Lutter contre la désertification et la sécheresse

Ce vendredi 17 juin marque la journée mondiale de la lutte contre la désertification et la sécheresse. Cette journée existe pour souligner l’adoption de la Convention des Nations Unies du même nom en 1994. Le Canada, qui est redevenu membre de la convention en 2017, n’est pas à l’abri des sécheresses.

Au pays, le manque d’eau est un problème souvent associé aux provinces des prairies, l’Alberta et la Saskatchewan. Deux provinces qui exploitent leurs ressources en pétrole, une exploitation qui accentue les sécheresses. Or, depuis plusieurs années on observe une généralisation de ce problème. L’été dernier l’Ontario — la région du nord-ouest — a été drastiquement touché par ce problème.

Le problème de désertifications galopantes et de sécheresse est lié aux changements climatiques. Ces problèmes ne peuvent pas être solutionnés par les individus seuls. 

Toutefois, il existe des stratégies qui permettent de réduire les sécheresses et plus largement la désertification des sols.

Certaines stratégies à petite échelle peuvent aider à prévenir les dommages causés par le manque d’eau. Une tactique qui gagne de plus en plus de popularité est le recours aux cultures de couvertures (cover crop). Il s’agit de semer des plantes pour que le sol puisse en profiter. Ainsi les végétaux semés servent à redonner de la matière organique au sol, et aussi l’enrichir de nitrogène. Ces plantes vont alors couvrir le sol, ce qui le protège de l’érosion causée par des pluies fortes. Toutefois, elles vont permettre une meilleure infiltration de l’eau dans le sol.

Ce type de pratique s’insère dans les pratiques d’une agriculture régénératrice. Pour que le fardeau d’une agriculture plus écologique ne repose pas que sur les épaules des fermiers il existe des programmes pour encourager ce tournant.

 Il existe donc des incitatifs financiers pour se lancer dans les cultures de couvertures comme le Farmland Health Incentive Program. Ce programme cible les producteurs situés autour des Grands Lacs et encourage les pratiques durables en tout genre. Il existe aussi le Partenariat canadien pour l’agriculture qui permet de couvrir la moitié des frais engendrés par la pratique de cultures de couverture.
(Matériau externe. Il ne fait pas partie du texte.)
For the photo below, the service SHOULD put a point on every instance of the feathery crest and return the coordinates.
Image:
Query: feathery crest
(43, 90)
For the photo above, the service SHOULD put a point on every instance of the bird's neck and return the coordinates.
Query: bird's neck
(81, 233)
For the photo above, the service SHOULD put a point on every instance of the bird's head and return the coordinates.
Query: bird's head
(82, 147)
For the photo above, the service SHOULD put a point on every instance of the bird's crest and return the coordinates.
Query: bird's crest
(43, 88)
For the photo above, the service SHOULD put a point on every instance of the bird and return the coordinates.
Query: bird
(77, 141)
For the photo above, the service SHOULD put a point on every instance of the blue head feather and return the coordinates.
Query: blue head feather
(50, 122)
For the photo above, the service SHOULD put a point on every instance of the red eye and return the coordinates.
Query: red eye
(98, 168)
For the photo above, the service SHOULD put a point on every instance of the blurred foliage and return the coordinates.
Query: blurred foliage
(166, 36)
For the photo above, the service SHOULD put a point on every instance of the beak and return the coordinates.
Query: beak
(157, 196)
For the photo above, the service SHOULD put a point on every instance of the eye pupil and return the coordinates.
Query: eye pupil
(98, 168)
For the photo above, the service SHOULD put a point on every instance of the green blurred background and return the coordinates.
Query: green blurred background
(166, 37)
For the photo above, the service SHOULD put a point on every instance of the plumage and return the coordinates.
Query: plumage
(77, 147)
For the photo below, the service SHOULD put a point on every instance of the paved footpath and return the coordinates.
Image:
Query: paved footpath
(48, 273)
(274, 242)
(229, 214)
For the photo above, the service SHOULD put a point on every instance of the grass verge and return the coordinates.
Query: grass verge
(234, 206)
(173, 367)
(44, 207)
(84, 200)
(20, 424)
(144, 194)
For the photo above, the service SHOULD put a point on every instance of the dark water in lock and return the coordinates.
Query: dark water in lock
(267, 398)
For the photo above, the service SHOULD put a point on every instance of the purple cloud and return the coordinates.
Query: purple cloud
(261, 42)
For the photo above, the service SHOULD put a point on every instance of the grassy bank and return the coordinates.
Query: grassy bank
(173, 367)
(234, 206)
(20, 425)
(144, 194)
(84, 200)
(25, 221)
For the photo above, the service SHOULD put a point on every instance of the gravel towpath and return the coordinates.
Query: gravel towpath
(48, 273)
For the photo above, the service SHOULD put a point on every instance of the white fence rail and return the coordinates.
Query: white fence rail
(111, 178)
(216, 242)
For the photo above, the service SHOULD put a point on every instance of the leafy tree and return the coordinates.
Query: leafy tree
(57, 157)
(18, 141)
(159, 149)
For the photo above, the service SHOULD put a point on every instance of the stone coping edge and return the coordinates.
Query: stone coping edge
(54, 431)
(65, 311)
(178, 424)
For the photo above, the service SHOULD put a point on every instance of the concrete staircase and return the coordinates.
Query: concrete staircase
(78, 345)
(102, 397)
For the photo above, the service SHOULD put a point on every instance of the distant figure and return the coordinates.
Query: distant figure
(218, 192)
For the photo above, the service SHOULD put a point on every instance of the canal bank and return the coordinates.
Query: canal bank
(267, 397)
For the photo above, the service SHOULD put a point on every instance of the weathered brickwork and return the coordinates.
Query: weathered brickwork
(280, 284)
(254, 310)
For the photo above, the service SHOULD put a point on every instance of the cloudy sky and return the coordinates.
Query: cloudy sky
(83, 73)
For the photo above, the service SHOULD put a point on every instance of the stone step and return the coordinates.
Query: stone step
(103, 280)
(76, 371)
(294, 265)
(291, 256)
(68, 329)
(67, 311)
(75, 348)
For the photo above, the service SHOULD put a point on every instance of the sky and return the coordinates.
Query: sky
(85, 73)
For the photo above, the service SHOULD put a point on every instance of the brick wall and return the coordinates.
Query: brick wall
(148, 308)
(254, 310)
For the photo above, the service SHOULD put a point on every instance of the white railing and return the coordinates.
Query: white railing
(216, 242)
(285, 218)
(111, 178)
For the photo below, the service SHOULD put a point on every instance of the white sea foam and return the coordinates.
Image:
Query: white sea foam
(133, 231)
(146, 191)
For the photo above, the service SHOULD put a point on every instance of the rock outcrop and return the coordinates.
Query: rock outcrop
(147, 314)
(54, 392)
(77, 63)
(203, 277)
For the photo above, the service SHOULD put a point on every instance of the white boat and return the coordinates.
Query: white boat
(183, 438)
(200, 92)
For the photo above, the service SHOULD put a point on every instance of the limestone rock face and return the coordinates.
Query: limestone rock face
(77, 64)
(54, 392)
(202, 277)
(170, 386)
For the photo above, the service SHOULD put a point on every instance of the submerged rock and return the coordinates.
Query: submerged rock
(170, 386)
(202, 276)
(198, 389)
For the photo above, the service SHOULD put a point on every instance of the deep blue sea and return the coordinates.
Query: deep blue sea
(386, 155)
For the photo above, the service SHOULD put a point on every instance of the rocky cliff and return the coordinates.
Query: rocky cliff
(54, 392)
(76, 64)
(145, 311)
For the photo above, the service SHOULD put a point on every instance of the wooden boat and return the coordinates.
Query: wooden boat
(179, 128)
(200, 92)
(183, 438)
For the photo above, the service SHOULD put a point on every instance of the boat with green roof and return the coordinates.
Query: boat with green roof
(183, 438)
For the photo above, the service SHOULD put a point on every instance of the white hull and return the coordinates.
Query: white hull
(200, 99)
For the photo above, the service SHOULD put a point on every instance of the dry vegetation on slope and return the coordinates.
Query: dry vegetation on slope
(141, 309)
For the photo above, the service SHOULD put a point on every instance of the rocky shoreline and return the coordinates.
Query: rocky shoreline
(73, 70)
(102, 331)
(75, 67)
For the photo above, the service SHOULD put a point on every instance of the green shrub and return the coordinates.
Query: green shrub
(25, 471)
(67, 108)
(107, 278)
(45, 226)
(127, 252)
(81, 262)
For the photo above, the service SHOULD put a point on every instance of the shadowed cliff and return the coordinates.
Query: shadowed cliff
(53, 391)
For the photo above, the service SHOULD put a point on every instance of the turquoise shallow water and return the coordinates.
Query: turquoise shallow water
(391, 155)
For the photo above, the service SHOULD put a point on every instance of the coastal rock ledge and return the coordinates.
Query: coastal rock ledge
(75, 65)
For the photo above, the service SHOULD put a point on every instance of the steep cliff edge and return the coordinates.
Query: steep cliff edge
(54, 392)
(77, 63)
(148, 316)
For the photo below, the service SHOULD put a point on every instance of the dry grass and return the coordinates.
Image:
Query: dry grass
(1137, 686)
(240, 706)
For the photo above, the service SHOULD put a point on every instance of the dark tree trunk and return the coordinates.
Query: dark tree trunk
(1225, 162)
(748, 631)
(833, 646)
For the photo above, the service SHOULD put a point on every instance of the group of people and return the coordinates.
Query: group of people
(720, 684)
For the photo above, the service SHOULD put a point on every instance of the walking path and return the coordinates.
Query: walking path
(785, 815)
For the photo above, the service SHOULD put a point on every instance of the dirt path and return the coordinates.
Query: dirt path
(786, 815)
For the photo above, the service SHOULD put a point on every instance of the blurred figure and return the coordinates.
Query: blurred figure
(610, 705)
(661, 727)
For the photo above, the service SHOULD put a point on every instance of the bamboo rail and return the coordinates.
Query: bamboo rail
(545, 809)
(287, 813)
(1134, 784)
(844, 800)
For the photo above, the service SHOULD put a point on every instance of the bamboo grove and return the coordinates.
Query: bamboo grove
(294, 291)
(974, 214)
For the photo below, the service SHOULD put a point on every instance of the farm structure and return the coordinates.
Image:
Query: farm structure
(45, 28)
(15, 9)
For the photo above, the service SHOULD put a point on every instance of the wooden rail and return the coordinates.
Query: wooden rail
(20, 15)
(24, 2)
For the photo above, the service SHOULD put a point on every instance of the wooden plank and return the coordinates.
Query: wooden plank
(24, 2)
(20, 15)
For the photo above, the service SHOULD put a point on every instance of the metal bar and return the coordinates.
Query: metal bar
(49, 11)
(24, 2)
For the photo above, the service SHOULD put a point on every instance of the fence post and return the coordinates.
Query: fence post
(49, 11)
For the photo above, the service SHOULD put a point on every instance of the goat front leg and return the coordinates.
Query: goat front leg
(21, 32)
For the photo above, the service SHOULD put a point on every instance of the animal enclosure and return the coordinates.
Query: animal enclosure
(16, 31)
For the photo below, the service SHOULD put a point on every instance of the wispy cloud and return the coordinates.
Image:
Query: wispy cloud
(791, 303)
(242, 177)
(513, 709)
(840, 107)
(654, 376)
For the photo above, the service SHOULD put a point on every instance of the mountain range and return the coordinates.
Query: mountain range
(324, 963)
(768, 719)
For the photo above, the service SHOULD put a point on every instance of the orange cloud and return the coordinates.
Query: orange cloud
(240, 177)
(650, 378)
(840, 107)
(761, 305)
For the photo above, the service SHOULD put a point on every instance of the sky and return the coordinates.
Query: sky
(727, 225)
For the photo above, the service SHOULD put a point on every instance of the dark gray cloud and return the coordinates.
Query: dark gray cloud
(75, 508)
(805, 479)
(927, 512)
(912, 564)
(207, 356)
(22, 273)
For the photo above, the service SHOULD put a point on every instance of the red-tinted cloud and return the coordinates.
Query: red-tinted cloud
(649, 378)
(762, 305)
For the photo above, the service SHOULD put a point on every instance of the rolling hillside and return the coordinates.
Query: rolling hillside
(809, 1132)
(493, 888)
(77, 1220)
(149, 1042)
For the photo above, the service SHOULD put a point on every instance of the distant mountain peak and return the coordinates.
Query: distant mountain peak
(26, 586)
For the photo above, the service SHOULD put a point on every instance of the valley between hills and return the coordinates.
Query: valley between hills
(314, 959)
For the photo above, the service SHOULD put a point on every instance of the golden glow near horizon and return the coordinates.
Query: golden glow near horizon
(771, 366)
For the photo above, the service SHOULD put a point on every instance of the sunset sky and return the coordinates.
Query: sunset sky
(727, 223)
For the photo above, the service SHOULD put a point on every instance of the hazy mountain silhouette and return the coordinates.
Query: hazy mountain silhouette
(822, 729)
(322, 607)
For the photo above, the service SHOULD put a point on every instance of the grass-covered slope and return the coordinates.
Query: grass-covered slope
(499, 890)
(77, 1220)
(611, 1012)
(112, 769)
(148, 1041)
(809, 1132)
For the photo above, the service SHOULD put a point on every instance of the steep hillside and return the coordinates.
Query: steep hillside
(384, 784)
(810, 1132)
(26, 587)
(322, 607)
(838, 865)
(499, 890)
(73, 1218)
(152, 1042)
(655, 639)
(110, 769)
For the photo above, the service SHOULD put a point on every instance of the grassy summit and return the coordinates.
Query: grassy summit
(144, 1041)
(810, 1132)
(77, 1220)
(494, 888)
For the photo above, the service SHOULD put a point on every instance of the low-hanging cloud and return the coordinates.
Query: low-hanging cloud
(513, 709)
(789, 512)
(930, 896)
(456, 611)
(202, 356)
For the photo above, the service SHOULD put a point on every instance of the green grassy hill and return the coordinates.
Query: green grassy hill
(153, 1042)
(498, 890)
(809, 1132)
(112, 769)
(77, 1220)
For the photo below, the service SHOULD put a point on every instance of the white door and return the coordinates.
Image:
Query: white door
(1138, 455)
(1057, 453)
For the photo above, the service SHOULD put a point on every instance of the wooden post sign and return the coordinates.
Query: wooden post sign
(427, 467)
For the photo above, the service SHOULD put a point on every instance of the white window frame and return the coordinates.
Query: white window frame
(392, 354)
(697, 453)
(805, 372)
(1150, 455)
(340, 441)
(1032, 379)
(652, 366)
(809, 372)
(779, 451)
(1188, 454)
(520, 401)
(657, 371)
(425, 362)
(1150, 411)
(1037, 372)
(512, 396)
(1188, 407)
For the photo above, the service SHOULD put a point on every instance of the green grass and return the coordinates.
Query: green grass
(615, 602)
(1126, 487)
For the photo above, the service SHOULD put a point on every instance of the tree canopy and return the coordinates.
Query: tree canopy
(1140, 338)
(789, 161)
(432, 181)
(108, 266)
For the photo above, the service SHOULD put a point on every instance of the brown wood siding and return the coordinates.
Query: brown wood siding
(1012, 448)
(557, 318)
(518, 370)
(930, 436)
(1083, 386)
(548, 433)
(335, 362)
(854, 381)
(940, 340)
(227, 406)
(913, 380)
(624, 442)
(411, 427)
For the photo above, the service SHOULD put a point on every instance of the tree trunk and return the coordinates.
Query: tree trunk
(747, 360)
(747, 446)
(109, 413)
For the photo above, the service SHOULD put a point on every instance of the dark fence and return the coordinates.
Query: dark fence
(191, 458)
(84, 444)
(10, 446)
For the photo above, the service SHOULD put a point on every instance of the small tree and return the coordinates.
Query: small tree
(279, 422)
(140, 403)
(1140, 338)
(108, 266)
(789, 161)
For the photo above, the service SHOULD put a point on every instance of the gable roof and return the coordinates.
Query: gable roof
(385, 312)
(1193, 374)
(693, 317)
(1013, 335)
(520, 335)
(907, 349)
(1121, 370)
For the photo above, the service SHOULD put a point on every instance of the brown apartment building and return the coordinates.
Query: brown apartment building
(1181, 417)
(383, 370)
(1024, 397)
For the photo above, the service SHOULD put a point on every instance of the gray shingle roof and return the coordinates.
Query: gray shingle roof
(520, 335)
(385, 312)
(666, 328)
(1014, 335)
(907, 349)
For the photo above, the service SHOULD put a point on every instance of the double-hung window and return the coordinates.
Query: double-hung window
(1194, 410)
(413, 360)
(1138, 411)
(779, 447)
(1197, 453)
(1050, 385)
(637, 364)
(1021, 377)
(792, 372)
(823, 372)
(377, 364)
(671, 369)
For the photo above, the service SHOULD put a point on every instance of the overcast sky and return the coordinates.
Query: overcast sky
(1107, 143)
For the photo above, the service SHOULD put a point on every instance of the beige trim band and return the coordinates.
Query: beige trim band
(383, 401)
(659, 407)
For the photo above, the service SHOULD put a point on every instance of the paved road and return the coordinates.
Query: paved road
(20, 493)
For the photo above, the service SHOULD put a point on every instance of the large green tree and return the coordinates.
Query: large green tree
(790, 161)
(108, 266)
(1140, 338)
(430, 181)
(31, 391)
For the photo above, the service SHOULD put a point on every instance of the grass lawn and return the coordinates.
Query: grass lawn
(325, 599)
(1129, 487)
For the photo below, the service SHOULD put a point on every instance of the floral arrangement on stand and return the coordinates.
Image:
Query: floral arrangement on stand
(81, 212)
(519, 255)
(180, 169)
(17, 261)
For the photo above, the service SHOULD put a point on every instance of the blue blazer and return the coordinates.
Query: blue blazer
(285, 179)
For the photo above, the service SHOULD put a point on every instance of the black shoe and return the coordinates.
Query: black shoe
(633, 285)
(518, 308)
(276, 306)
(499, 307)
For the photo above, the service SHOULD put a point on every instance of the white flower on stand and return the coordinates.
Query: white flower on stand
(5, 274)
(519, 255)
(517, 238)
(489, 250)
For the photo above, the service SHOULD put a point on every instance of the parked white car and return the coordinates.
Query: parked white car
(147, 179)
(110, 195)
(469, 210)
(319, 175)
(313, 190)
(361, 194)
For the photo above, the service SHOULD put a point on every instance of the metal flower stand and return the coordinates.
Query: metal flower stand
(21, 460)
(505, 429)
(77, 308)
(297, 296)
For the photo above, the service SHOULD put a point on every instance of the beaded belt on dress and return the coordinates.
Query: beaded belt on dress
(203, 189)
D’autres initiatives sont aussi suggérées. Les Nations unies conseillent de créer des plans d’eau sur le terrain pour créer des sources sur la ferme. Sur le plan de l’eau, investir dans un système de captage et de stockage des eaux de pluie peut devenir rentable dans le futur. 

Finalement, une façon simple, mais efficace de réduire l’impact des sécheresses est la plantation d’arbres. En effet, ils aident à limiter l’impact du manque de pluie puisque les racines ont la particularité de trouver des sources d’eau et de les ramener près de la surface. Or, dans le cas où les arbres sont sujets à un stress relié à une sécheresse, les arroser manuellement aux 10-14 jours peut les aider.